Aerosol Iron Solubility Specification in the Global Marine Atmosphere with Machine Learning.
Jinhui ShiYang GuanHuiwang GaoXiaohong YaoRenzheng WangDaizhou ZhangPublished in: Environmental science & technology (2022)
Aerosol iron (Fe) solubility is a key factor for the assessment of atmospheric nutrients input to the ocean but poorly specified in models because the mechanism of determining the solubility is unclear. We develop a deep learning model to project the solubility based on the data that we observed in a coastal city of China. The model has five variables: the size range of particles, relative humidity, and the ratios of sulfate, nitrate and oxalate to total Fe (TFe) contents in aerosol particles.

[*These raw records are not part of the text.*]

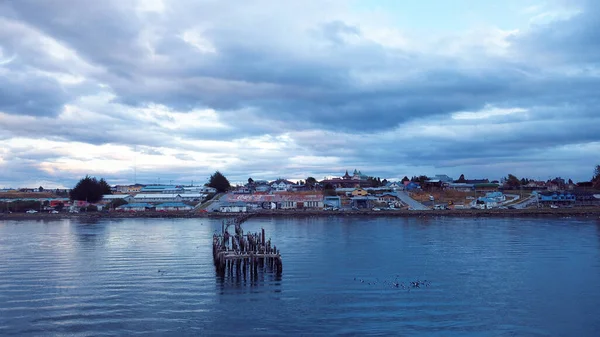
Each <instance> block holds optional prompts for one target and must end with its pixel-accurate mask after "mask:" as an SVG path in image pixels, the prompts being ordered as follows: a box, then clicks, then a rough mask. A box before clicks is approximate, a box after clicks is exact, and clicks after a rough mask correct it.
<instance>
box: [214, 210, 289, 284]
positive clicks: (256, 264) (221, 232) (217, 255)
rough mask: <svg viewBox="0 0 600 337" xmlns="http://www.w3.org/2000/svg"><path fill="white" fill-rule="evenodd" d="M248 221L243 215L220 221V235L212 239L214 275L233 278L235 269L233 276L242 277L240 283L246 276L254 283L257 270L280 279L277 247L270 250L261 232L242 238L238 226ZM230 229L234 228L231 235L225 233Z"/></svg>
mask: <svg viewBox="0 0 600 337" xmlns="http://www.w3.org/2000/svg"><path fill="white" fill-rule="evenodd" d="M249 217H250V215H243V216H241V217H238V218H235V219H233V220H230V221H227V222H225V221H224V222H223V224H222V226H221V233H220V234H217V233H215V234H214V235H213V261H214V264H215V270H216V272H217V274H219V275H221V277H223V276H224V275H227V274H228V275H229V276H230V277H233V275H234V269H235V275H236V276H238V277H241V276H242V275H243V278H244V280H245V279H246V274H247V273H250V274H251V279H252V280H256V277H257V276H258V272H259V270H261V271H267V272H274V273H276V274H277V275H281V271H282V260H281V254H280V252H279V250H278V249H277V246H275V245H273V246H271V239H269V240H265V239H266V235H265V230H264V228H261V232H260V233H247V234H246V235H244V231H243V230H242V227H241V224H242V223H243V222H244V221H246V220H247V219H248V218H249ZM230 226H235V231H234V233H235V234H234V235H232V234H230V233H229V231H228V228H229V227H230Z"/></svg>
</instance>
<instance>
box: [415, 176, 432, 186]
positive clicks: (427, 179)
mask: <svg viewBox="0 0 600 337" xmlns="http://www.w3.org/2000/svg"><path fill="white" fill-rule="evenodd" d="M427 180H429V178H428V177H427V176H424V175H420V176H418V177H417V182H418V183H419V185H425V182H426V181H427Z"/></svg>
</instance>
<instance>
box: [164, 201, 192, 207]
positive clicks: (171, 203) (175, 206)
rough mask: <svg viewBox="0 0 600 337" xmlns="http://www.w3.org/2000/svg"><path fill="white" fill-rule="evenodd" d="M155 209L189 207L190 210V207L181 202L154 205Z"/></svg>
mask: <svg viewBox="0 0 600 337" xmlns="http://www.w3.org/2000/svg"><path fill="white" fill-rule="evenodd" d="M156 207H189V208H192V206H190V205H186V204H184V203H182V202H165V203H163V204H160V205H156Z"/></svg>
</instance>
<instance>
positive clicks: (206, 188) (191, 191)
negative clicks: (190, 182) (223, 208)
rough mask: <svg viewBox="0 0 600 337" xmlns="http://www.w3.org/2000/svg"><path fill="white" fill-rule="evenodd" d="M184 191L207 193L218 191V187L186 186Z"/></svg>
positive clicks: (183, 189) (194, 192)
mask: <svg viewBox="0 0 600 337" xmlns="http://www.w3.org/2000/svg"><path fill="white" fill-rule="evenodd" d="M183 193H185V194H194V193H196V194H199V193H203V194H207V193H217V189H216V188H214V187H209V186H184V187H183Z"/></svg>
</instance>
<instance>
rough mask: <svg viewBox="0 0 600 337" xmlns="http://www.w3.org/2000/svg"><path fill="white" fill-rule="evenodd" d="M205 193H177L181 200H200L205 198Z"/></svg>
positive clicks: (185, 200) (190, 200)
mask: <svg viewBox="0 0 600 337" xmlns="http://www.w3.org/2000/svg"><path fill="white" fill-rule="evenodd" d="M206 196H207V195H206V194H204V193H184V194H179V197H181V200H183V201H202V200H204V199H205V198H206Z"/></svg>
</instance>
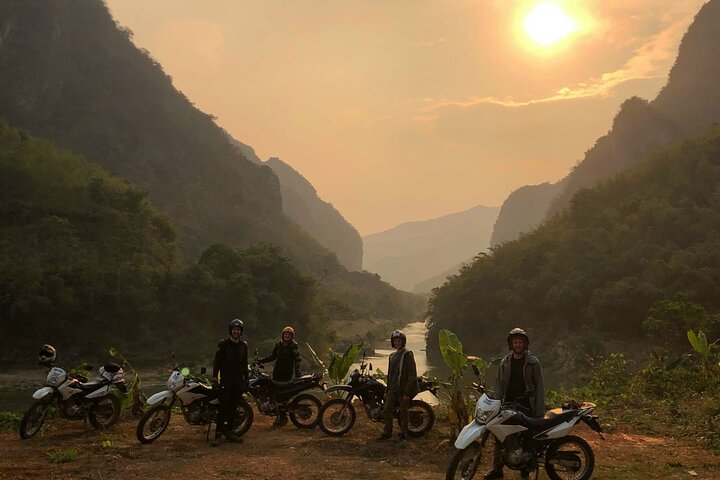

Results show excellent statistical agreements with the solubility in the literature over most worldwide seas and margin areas with the Pearson correlation coefficients ( r ) as large as 0.73-0.97. The exception is the Atlantic Ocean, where good agreement is obtained with the model trained using local data ( r : 0.34-0.66). The model further uncovers that the ratio of oxalate/TFe is the most important variable influencing the solubility. These results indicate the feasibility of treating the solubility as a function of the six factors in deep learning models with careful training and validation. Our model and projected solubility provide innovative options for better quantification of air-to-sea input of aerosol soluble Fe in observational and model studies in the global marine atmosphere.